At the end of page two if you could take the time to email smith and tell them your shocked at the way they treated me or think of something. I sure would be thankful.

Http://www.everhappentoyou.com/


----------



## hberttmank (May 5, 2006)

From the pics, it looks like a bore obstruction, but still I think S&W has screwed you around. You might want to use spellcheck on your website also. :mrgreen:


----------



## Snowman (Jan 2, 2007)

S&W did give you the run-around, but there's not much that could cause that besides an obstruction.


----------



## Baldy (Jun 21, 2006)

Looks like you might have enough barrel to shorten it down some. Or I would lay it up till I got enough for a new barrel. What else is it good for a paper weight. I have looked at it many times and all I can come up with is that there had to be something in the barrel. I would think S&W would give some kind of an answer as to what might have happen. I know they were having troubles with the barrels splitting but yours is a bulge and a blow out.


----------



## SigZagger (Aug 16, 2006)

I currently have a S&W auto in for repair. About a year ago I wrote to quality control, production, and the president. Never heard a word from anyone. The S&W of today is not the S&W I remember 20-30 years ago. Good luck on your adventure with the company. Their are far too many other quality gunmakers for me to give S&W any of my money.


----------



## spacedoggy (May 11, 2006)

Snowman said:


> S&W did give you the run-around, but there's not much that could cause that besides an obstruction.


I agree or some kind of build up. I should have checked the barrel before I shot it when it got back from S&W. It looked so good on the outside, that I thought they would have cleaned it on the inside.


----------



## spacedoggy (May 11, 2006)

Baldy said:


> Looks like you might have enough barrel to shorten it down some. Or I would lay it up till I got enough for a new barrel. What else is it good for a paper weight. I have looked at it many times and all I can come up with is that there had to be something in the barrel. I would think S&W would give some kind of an answer as to what might have happen.
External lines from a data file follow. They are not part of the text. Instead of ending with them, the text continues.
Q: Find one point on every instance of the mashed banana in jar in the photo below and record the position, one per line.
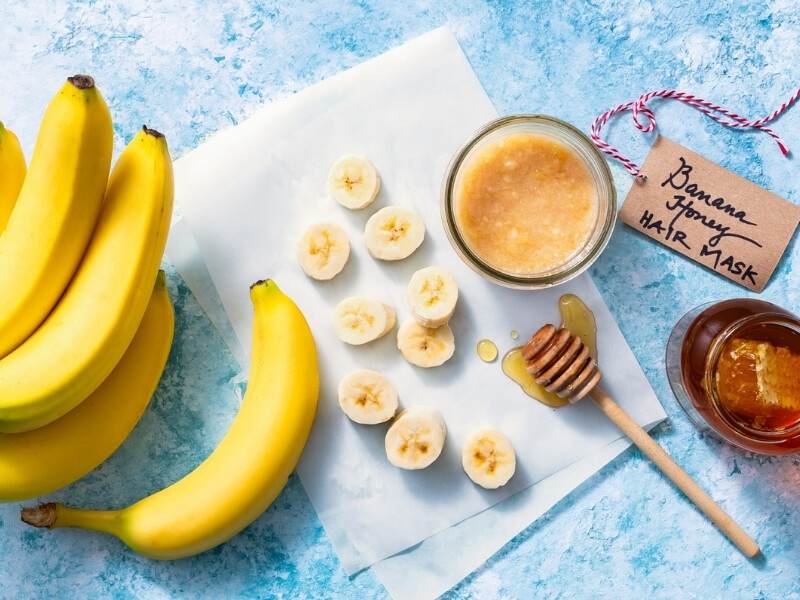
(526, 204)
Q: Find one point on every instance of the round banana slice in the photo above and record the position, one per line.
(425, 346)
(432, 296)
(353, 181)
(358, 319)
(416, 438)
(323, 251)
(393, 233)
(367, 397)
(488, 458)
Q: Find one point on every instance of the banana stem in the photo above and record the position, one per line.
(53, 514)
I know they were having troubles with the barrels splitting but yours is a bulge and a blow out.


Yes I thought about that but with the history of the gun, I would be afraid that the timing might still be off or after putting on a new barrel the trigger system locks up again. This thing has given me such a headache, I just don't want to deal with this gun. If someone bought out S&W and turned the customer service around then I would save up for a new one.


----------



## stormbringerr (May 22, 2007)

thats a horrible story,smith and wesson should replace the gun at once.your son or anyone near him could have been killed or badly injured.i have never really cared much for s&w ever since they used to be owned by that British company a while back and all their kazillion numbered revolvers too.


----------



## SigZagger (Aug 16, 2006)

I've had good luck with email responses from SDM Fabricating. He specializes in S&W custom built revolvers. Maybe he can help. Here: http://www.sdmfabricating.com/


----------